Quelles solutions efficaces et globales permettraient de lutter contre ce phénomène persistant ? La réforme du Code de la famille et de l’arsenal juridique est-elle suffisante pour enrayer ce fléau ? Promulguer des lois qui pénalisent le mariage des mineurs (même si je préfère l’expression “mariage d’enfants”, car la formule est plus percutante) reste le principal moyen, et relativement le plus “simple” à mettre en œuvre pour faire reculer ce phénomène.

Zakaria Garti.Crédit: DR

La criminalisation des mariages d’enfants est la démarche suivie par bon nombre de pays asiatiques, comme les Philippines ou l’Indonésie, ainsi que certains pays africains. Ainsi, le Rwanda a mis en place une loi interdisant le mariage des personnes de moins de 21 ans. Ces mesures juridiques ont largement contribué à un recul net des mariages d’enfants dans certains pays (de presque 40 % selon les rapports des Nations unies et de l’UNICEF), mais dans d’autres, l’amendement de l’arsenal juridique n’a pas été suffisant et ce phénomène reste répandu.

à lire aussi

Derrière cet échec, le faible respect de l’État de droit, le pouvoir discrétionnaire accordé aux juges qui font de l’exception une règle et, enfin, l’erreur d’appréciation de quelques militants des droits de l’Homme qui limitent la lutte contre ce fléau social et humain au seul cadre législatif, alors que les conditions socio-économiques jouent un rôle central dans l’augmentation ou la réduction du taux de mariage d’enfants, selon le témoignage des agences opérant sous la bannière des Nations unies.

 

Dans ce contexte, les résultats d’une étude menée par l’UNICEF ont montré une baisse des mariages d’enfants dans un certain nombre de régions d’Éthiopie ayant bénéficié du Programme de sécurité alimentaire, par rapport aux régions qui n’en avaient pas bénéficié.

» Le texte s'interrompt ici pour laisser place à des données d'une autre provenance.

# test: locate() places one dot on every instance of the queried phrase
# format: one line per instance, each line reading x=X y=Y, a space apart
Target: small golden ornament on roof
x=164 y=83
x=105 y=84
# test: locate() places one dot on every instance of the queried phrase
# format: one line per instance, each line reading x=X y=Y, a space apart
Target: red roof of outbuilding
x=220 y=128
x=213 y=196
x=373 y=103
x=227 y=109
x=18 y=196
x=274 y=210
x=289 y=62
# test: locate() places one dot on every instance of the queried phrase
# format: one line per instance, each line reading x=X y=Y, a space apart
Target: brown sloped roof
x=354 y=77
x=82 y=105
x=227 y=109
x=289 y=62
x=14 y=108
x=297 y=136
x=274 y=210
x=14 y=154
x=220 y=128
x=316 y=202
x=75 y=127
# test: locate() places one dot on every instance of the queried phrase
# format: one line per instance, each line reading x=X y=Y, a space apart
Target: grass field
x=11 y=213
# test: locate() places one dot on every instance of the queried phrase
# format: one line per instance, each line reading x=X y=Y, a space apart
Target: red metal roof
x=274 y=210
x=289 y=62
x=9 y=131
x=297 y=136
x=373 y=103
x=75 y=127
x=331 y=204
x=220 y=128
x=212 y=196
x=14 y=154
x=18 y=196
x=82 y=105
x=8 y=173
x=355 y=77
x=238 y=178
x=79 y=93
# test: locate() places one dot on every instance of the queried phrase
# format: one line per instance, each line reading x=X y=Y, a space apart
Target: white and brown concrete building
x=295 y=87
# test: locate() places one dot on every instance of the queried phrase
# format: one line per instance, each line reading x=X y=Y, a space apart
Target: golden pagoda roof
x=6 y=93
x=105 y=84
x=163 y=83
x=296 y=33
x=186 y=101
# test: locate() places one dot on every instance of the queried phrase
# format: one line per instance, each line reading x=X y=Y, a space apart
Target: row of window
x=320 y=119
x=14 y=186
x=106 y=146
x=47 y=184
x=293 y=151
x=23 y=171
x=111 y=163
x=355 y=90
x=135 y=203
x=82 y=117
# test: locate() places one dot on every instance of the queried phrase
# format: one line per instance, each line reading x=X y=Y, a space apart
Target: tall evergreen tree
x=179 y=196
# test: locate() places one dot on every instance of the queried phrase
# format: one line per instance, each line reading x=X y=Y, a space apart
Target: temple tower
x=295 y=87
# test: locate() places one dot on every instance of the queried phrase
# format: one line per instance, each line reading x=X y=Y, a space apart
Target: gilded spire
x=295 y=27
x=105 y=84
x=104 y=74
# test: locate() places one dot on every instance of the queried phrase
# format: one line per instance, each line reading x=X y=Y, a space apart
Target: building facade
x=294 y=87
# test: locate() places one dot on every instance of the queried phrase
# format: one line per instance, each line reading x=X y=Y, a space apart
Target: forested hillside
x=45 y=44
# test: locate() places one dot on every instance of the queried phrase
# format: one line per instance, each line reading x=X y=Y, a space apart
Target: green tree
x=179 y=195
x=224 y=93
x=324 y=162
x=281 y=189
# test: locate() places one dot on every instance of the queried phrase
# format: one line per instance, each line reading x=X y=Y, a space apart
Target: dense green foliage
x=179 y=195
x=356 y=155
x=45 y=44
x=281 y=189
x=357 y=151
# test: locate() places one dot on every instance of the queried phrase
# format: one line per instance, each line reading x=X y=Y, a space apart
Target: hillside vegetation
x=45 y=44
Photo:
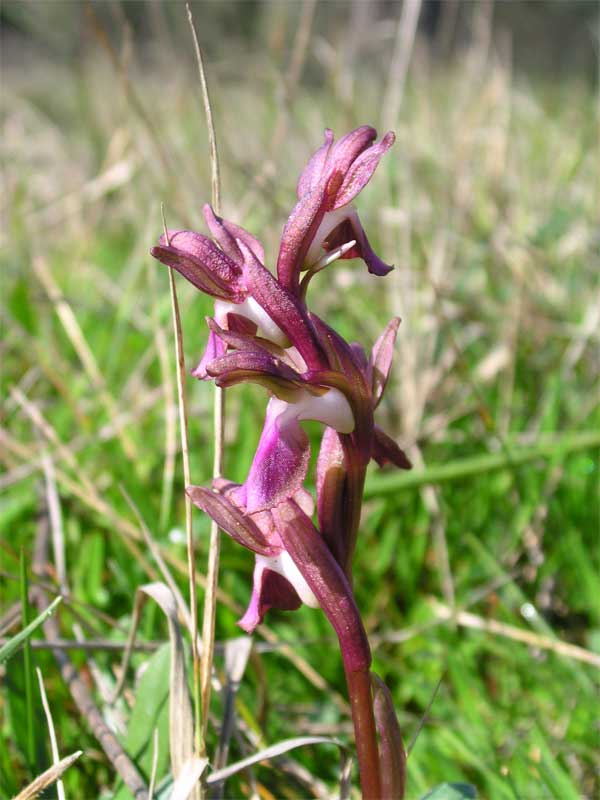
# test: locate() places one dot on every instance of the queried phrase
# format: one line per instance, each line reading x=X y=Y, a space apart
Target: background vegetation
x=488 y=207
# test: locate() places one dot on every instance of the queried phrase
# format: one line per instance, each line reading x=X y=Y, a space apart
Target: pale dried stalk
x=185 y=455
x=56 y=526
x=77 y=338
x=473 y=621
x=212 y=572
x=60 y=789
x=48 y=777
x=403 y=47
x=130 y=535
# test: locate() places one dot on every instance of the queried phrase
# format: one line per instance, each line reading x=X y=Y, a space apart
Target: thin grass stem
x=183 y=425
x=27 y=663
x=60 y=789
x=212 y=572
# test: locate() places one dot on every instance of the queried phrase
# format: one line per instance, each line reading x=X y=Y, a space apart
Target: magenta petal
x=232 y=520
x=226 y=233
x=392 y=756
x=280 y=463
x=314 y=169
x=381 y=359
x=374 y=264
x=326 y=580
x=299 y=232
x=257 y=366
x=283 y=308
x=269 y=590
x=386 y=451
x=215 y=348
x=347 y=149
x=201 y=262
x=361 y=171
x=331 y=493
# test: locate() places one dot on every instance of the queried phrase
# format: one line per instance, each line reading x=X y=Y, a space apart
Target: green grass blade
x=11 y=647
x=381 y=485
x=28 y=666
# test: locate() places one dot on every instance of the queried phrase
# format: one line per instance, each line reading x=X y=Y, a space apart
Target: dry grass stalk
x=212 y=572
x=76 y=337
x=54 y=511
x=78 y=688
x=403 y=47
x=183 y=428
x=475 y=622
x=131 y=537
x=60 y=789
x=48 y=777
x=154 y=764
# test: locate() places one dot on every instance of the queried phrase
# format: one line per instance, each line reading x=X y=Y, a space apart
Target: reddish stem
x=361 y=702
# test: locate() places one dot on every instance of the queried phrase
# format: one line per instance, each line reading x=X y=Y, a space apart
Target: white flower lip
x=255 y=313
x=331 y=220
x=283 y=565
x=331 y=408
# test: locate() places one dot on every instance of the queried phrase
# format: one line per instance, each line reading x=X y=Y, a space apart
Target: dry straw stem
x=212 y=572
x=468 y=620
x=60 y=789
x=78 y=688
x=403 y=47
x=82 y=348
x=185 y=455
x=48 y=777
x=131 y=536
x=181 y=724
x=54 y=511
x=155 y=745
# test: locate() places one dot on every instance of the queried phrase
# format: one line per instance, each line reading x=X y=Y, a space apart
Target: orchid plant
x=263 y=331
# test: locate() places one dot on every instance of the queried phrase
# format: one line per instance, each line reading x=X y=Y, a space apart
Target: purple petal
x=331 y=493
x=386 y=451
x=232 y=520
x=201 y=262
x=392 y=757
x=314 y=169
x=269 y=590
x=283 y=308
x=281 y=461
x=299 y=232
x=326 y=580
x=361 y=170
x=352 y=229
x=381 y=359
x=259 y=367
x=215 y=348
x=226 y=233
x=347 y=149
x=241 y=336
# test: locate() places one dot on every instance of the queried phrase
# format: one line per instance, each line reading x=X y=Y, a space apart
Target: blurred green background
x=487 y=205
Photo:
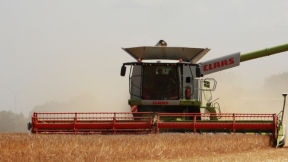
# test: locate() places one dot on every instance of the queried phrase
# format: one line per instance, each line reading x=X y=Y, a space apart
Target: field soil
x=160 y=147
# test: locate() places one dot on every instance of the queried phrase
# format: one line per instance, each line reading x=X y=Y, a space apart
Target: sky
x=65 y=50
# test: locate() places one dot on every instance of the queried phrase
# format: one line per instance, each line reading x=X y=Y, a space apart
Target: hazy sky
x=55 y=50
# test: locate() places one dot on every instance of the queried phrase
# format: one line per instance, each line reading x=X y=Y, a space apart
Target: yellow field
x=166 y=147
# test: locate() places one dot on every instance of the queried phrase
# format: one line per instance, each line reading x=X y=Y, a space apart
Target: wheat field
x=159 y=147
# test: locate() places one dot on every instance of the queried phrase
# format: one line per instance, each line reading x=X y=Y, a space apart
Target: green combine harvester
x=167 y=94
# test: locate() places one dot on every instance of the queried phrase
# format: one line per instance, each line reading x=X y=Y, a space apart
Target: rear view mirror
x=123 y=70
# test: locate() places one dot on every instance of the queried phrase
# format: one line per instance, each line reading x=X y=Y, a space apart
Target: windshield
x=160 y=82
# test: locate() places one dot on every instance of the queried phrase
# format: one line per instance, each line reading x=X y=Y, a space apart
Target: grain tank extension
x=168 y=93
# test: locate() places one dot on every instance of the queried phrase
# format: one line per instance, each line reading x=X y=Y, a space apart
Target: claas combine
x=168 y=93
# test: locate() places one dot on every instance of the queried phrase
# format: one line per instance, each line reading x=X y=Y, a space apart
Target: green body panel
x=181 y=103
x=190 y=103
x=134 y=102
x=263 y=52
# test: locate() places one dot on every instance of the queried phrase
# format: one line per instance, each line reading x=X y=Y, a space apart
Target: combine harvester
x=169 y=97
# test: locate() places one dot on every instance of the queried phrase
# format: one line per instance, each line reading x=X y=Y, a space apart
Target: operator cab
x=166 y=86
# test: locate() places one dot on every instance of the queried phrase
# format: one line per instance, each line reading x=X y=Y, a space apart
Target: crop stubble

Une étude sur le mariage de mineurs au Maroc, menée par l’Observatoire national du développement humain (ONDH) en partenariat avec l’UNICEF, confirme que le décrochage scolaire ainsi que la difficulté d’accès à l’eau potable font partie des facteurs qui augmentent le taux des mariages d’enfants. Ainsi, cette étude montre que 70 % des femmes mariées après l’âge de 18 ans sont issues de familles qui vivent dans des foyers ayant accès à l’eau potable, alors que ce taux ne dépasse pas 50 % pour les femmes mariées avant l’âge de 18 ans.

Plus de 90 % des demandes de mariage de mineures accordées

Les juges autorisent plus de 90 % des demandes de mariage de mineurs.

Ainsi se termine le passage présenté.